The municipalities are also protesting the fact that they are increasingly having to allocate funds for services that are supposed to be paid for by the state, such as religious councils.
They are also demanding NIS 500 million be added to development budgets and NIS 600 million to economic recovery plans, and the establishment of a joint committee that would decide on a reform in water prices.
They also want local government to be be informed of planned amendments to the Economic Arrangements Law that affect the municipalities.
"The struggle is not just over the grants but also about good education and better quality of life for citizens," union chairman Shlomo Buhbut said yesterday at a press conference. "There is no reason that local authorities should raise municipal taxes because the state is cutting funding and the unjustified rise in water prices."
Buhbut said outlying towns as well as Arab and Druze villages and even wealthier towns "are in total collapse."

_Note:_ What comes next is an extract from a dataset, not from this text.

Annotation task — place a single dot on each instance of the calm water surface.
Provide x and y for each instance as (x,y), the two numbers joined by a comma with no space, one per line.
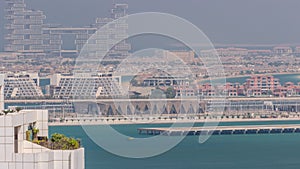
(277,151)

"If the treasury would agree today to sign [an agreement] with us for NIS 2.6 billion, not from the big cities or Mifal Hapayis [the lottery], but from state funds, and would talk to us about grants in 2011 and 2012, and the raising of water prices, the mayors would accept it."
Buhbut said the amount of the grants should be enshrined in law.
Municipalities receive grants according to a formula that set in by the public Gadish Committee, based on municipal income in relation to expenses per resident.
According to that formula, the state should be giving the cities about NIS 3 billion, but this year it only provided NIS 1.8 billion.
The state has been cutting back on the grants since 2003, when the grants stood at about NIS 3.5 billion.
The local authorities say the cutbacks damage the education, welfare, sanitation and security services cities provide. Cutting the funding means salaries to municipal workers are delayed and city budgets can't be balanced.
The cities are also protesting the rise in water rates for public institutions by more than 300 percent, as well as what they call the "nationalization of municipal budgets" - requiring cities to fund religious councils or unofficial educational institutions.
Buhbut said yesterday that the Prime Minister's Bureau had asked for time to reach an agreement but the Union of Local Authorities refused.
"This not a struggle between the local and the central authority. It is a struggle over funds that should be getting to citizens through the local authorities," Tel Aviv Mayor Ron Huldai said.